North Carolina Paper Covers the John Edwards Allegations -- Carefully

For the Charlotte Observer, it began in October, when the National Enquirer published an article suggesting that presidential candidate--and former North Carolina senator--John Edwards was having an affair.

The Enquirer's story purported to quote crush emails the woman-in-question, Rielle Hunter, had sent to friends. But otherwise the piece was thin. And the tabloid, while enjoying a quiet reputation for being libel-proof, doesn't exactly inspire confidence in the hearts of editors and readers.

Still, the McClatchy-owned Observer, the largest paper in Edwards's home state, sent Lisa Zagaroli, its Washington reporter, up to New York to make contacts and check around.

"I looked at it as a news tip," says Rick Thames, the Observer's editor. "I wasn't put off by it being in the National Enquirer. I was worried it if it was true."

Thames felt Zagaroli was making progress. But then Andrew Young, an Edwards campaign aide, stepped forward to claim that he, not his boss, had impregnated Hunter. In Thames eyes, "the story cooled."

But on July 22nd, the National Enquirer published a luridly written tale asserting that Edwards had joined Hunter and her now some-months-old baby behind closed doors in the Beverly Hills Hilton. After said meeting, the Enquirer reporters wrote that Edwards led them on a Keystone Kops style chase through the stairways, basements, and bathrooms of the hotel.

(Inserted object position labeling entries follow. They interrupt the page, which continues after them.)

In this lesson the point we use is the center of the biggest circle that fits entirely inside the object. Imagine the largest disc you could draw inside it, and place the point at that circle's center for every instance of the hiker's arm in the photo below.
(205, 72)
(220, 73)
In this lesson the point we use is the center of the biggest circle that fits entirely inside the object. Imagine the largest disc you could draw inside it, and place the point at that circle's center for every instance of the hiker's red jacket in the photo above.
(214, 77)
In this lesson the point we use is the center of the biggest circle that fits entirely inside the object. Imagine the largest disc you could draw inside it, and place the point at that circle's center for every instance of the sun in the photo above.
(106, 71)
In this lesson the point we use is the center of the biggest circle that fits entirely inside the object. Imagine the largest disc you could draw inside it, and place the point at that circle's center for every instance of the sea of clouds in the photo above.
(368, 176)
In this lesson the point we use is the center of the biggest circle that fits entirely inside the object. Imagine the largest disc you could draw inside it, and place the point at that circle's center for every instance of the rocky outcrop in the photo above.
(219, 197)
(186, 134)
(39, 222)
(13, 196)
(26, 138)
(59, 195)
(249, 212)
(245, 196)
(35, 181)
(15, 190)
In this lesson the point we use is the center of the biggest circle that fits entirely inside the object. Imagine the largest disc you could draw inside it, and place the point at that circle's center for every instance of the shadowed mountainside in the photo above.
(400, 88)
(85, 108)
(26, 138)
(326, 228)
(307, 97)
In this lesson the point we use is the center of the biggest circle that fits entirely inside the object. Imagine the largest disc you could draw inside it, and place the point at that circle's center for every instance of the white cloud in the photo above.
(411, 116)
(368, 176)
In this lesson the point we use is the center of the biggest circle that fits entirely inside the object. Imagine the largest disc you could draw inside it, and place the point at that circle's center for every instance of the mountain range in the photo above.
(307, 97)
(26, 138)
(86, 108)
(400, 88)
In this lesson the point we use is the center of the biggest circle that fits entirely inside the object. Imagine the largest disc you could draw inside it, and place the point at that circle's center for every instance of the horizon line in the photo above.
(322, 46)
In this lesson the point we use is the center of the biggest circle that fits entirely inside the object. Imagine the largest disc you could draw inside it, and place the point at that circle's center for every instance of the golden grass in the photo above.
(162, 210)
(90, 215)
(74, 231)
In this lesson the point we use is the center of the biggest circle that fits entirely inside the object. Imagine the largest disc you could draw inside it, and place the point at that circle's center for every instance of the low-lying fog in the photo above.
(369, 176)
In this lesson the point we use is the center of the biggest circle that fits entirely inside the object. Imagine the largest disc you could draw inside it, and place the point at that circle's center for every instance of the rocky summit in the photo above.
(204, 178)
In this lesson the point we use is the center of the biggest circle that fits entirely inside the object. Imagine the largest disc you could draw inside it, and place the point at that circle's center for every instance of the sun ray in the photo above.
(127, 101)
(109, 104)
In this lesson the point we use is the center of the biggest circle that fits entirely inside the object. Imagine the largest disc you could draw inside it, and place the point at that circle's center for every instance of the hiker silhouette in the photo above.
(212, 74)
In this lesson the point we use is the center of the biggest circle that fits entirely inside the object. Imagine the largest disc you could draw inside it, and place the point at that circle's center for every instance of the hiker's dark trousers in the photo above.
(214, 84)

That ratcheted things up in North Carolina. On July 24, Jim Morrill, a veteran political reporter at the paper, posted an item on his blog linking the Enquirer's account. Morrill called the Hilton to confirm, as best he could, the substance of the story. But they weren't talking. Neither were his Edwards contacts.

So the paper asked some high profile political types how the rumor might affect Edwards's chances of being named as Obama's vice presidential nominee. The verdict was clear -- even in the absence of non-Enquirer proof, this would be damaging, especially if Edwards wouldn't step forward to deny it.

Even though it was a mere blog post, and even though the framing did not presume the truth of the Enquirer's account -- something Morrill says the paper was keen to avoid--the item was noteworthy as one of the first mentions from the traditional press of the scandal-in-waiting. Meanwhile, the story raged online. Conservative bloggers accused the "MSM" of covering for Edwards.

That's not how Thames saw it -- the love child allegations remained unproven.

"Sometimes people who read news on the web are frustrated by what they see as our sluggishness," Thames says. "We're still in the business of verification."

"He's forfeited the luxury of not speaking to this, and we'd like him to come forward and address this," says Thames. "I can't tell you what's going on here. He's usually someone who's very accessible."

To that end, when Edwards was scheduled to speak at a Washington AARP event, Zagaroli went to stake him out. She figured there was a good chance he'd exit via a door used by kitchen staff. She was right, and when he did come out the side door, Zagaroli fired off several questions.

"He was very polite. He just said he wasn't able to get into it, and briskly walked to the car," Zagaroli said.

While McClatchy's wire ran that encounter as a separate story, in the August 1 print edition of the Observer it was paired with the interesting, but hardly conclusive, revelation that Hunter's child's birth certificate, obtained by the paper's research staff, was missing any father's name.

The next day, the paper ran a sober editorial laying out what, exactly, they knew and didn't know about the story. They cautioned against assuming that Edwards silence equaled culpability. And they defended their speed and process, writing that "the truth has been hard to determine."

"We're trying to verify the allegation to the extent that we can, but we're also trying to find concrete fallout from it," says Morrill.

Today, the Observer ran an article very similar to Morrill's original post, although this time, the question was whether or not Edwards was likely to be offered a convention speaking slot in wake of the Enquirer's reporting. In an attempt to get comment, a reporter rang Edwards's house gate bell.

The article did not mention that the tabloid on August 6 published a blurry "spy photo" purporting to be of Edwards and child. But it did include comments suggesting that the press's heretofore quiet treatment of the story won't last long. As Edwards's 1998 Senate campaign manager told the paper, "it's clearly getting ready to bust out."